If kernel driver does not provide any additional variables for the uevent it generates, the genuine uevent is indistinguishable from the synthetic one – this may make it harder to recognize which event is the one that makes the device ready for use. For a long time, udev’s position was that these two uevents should remain indistinguishable and uevent listeners and authors of udev rules should account for this fact.
However, our argument is that there is indeed a difference in these two types of uevents. The genuine kernel uevents notify userspace about a state change of the device itself (e.g. device addition or change in device’s configuration that the kernel itself is aware of, device’s removal). The synthetic uevents, which originate in userspace actions, are either used to refresh udev’s state in userspace (e.g. to repopulate udev database if it was cleared before or started afresh or to notify any uevent subscribers to simply reread information based on the uevent if it is needed).
Alternatively, synthetic uevents may be used to notify about changes in device’s content in general – the device’s content is something that is usually not tracked by kernel device drivers (e.g. subsystem or filesystem signatures are added to device or they are cleared).
At the moment, the two types of uevents are considered equal. This is a source of confusion when handling the uevents and it may also cause useless resource consumption due to excessive processing. Trying to solve this issue, at least partially, within udev context, requires writing even more complex udev rules to try to make a difference between these two uevent types.
Also, the synthetic event is completely asynchronous and we cannot synchronize with that at all at the moment. This creates considerable burden for any tools trying to access the device exclusively or even remove the device because synthetic uevents can happen in parallel.
Marking devices as private or public¶
Another problematic area is within identification of devices which are private for the subsystem. Such devices only act as building blocks to create a higher level device that is supposed to be the one used.
Also, we may need to initialize the device first before marking it as
ready for use.
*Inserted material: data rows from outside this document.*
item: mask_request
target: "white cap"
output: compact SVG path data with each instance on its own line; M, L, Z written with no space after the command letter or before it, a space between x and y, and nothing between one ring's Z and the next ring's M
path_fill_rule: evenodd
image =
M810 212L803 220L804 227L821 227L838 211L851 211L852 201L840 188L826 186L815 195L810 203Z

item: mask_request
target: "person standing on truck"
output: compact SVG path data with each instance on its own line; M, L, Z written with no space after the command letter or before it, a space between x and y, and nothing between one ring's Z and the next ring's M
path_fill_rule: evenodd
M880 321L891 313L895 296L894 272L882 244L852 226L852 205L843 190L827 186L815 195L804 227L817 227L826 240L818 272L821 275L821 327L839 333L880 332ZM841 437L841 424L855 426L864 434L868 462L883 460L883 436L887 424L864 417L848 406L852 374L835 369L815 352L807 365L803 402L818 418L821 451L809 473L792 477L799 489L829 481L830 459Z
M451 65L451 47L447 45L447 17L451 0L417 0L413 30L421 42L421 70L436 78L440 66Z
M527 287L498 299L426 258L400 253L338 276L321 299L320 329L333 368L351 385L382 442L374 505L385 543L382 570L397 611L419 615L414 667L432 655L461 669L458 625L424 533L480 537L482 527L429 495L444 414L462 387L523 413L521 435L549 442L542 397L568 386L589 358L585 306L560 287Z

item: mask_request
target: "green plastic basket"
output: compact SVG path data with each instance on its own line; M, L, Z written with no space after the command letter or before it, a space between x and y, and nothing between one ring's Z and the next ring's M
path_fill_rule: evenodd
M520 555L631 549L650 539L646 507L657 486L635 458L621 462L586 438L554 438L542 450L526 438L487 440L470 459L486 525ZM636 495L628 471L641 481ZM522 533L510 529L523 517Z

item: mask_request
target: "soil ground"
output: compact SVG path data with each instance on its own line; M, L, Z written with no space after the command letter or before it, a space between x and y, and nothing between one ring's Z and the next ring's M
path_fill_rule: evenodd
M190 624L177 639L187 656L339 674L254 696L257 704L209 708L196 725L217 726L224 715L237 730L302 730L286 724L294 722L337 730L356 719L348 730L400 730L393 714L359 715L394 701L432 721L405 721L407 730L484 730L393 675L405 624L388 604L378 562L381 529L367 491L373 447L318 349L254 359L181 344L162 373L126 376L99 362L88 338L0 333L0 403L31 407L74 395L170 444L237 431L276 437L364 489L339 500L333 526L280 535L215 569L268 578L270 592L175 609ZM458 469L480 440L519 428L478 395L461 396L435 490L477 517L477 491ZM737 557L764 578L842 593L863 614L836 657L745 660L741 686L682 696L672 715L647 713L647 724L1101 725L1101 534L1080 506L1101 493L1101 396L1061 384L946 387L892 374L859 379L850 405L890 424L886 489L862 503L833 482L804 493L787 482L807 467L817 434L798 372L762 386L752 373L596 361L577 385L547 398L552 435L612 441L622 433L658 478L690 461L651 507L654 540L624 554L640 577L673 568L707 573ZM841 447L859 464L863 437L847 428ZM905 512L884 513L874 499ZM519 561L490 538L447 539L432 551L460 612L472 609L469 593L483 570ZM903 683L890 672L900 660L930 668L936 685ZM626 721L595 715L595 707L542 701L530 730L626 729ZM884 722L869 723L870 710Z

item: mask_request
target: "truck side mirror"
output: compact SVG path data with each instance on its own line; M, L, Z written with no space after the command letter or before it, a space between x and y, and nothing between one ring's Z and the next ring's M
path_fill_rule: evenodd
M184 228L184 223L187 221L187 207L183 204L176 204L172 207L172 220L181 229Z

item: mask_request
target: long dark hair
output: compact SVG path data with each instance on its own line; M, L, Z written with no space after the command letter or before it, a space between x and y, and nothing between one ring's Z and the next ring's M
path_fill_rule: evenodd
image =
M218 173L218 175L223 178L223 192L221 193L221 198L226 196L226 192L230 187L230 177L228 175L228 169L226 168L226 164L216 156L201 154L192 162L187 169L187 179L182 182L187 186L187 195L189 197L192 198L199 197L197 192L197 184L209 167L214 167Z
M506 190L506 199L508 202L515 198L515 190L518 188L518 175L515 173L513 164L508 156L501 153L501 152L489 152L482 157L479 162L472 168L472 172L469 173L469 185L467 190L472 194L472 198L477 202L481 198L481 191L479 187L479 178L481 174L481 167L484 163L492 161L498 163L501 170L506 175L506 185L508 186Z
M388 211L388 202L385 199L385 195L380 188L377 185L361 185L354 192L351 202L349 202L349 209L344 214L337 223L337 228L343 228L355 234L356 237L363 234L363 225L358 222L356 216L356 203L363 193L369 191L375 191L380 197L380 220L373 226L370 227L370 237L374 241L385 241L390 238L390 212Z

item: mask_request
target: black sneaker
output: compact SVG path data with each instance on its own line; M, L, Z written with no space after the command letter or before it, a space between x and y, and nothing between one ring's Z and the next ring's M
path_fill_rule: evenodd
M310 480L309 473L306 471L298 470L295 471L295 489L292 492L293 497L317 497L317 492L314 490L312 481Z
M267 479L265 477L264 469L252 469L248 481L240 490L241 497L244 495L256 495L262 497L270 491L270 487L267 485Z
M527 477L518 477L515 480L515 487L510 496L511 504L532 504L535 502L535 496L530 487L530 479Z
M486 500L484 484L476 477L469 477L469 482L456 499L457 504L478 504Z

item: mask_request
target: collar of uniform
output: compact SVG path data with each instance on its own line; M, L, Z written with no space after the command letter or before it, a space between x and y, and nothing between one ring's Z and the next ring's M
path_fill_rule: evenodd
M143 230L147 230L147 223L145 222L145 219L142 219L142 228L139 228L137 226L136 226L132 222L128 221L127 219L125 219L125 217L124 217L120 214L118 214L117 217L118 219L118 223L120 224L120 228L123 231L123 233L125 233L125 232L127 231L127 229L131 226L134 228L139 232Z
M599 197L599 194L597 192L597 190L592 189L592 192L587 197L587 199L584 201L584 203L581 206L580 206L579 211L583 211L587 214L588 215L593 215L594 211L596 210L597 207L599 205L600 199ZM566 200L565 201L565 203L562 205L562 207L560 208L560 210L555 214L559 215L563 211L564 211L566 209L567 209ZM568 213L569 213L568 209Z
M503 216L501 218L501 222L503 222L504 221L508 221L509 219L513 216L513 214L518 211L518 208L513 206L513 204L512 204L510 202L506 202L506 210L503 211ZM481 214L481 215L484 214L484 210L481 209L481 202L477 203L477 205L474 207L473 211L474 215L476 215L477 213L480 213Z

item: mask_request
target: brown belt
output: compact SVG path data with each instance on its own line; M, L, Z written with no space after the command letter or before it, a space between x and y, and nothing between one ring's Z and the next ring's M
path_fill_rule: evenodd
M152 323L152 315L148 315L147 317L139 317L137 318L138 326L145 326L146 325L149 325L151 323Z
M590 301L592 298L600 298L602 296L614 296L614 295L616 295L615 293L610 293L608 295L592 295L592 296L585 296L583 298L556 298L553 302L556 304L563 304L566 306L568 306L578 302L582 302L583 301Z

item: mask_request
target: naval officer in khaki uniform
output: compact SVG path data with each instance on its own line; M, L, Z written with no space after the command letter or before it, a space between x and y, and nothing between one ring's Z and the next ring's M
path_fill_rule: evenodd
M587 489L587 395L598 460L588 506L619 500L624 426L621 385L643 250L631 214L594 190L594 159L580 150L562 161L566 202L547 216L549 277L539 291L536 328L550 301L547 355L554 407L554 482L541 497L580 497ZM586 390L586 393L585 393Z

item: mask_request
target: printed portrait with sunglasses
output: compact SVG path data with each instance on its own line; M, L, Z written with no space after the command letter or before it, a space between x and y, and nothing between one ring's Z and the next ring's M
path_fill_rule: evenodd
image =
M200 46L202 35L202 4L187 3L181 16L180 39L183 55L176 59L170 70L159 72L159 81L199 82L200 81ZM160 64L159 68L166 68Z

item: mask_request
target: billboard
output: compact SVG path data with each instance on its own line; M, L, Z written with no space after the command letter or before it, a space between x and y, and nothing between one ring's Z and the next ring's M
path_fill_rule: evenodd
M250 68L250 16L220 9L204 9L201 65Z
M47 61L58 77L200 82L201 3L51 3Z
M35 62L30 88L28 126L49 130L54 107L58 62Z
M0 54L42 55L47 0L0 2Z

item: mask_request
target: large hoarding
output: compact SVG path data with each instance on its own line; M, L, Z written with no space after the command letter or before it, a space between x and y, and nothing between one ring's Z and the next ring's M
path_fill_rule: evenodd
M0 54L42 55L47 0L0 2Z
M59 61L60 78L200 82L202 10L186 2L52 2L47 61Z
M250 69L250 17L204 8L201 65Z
For example, we need to erase any old signatures which may
be left on the device from previous use. Again, there is no standard
defined on how such devices are marked (e.g. DM devices use flags in
DM_COOKIE
uevent variable to handle this while MD uses a temporary file
/run/mdadm/creating-<md_device_name>
in filesystem to mark device as
not fully initialized yet).
Device initialization¶
We should be able to activate a device in private mode first (without doing scans), providing time for usersapce tools to do any initialization steps and cleaning that is necessary to properly make the device ready for use.
After these initialization steps, userspace tool should be able to switch the device into ready state by issuing synthetic uevent that is properly recognized for this type of switch from private to public mode.
Eventually, the solution for this initialization and wiping part during device activation may be centralized and handled by a single external entity without a need for each subsystem to provide its own code to implement this. Such solution would be preferred, but it requires the central entity to have enough knowledge so that the initialization and wiping operation is safe to do at a specific time. The external entity needs to recognize this initialization state properly and that is already the problem we have identified before – with current scheme, we are not completely sure about states.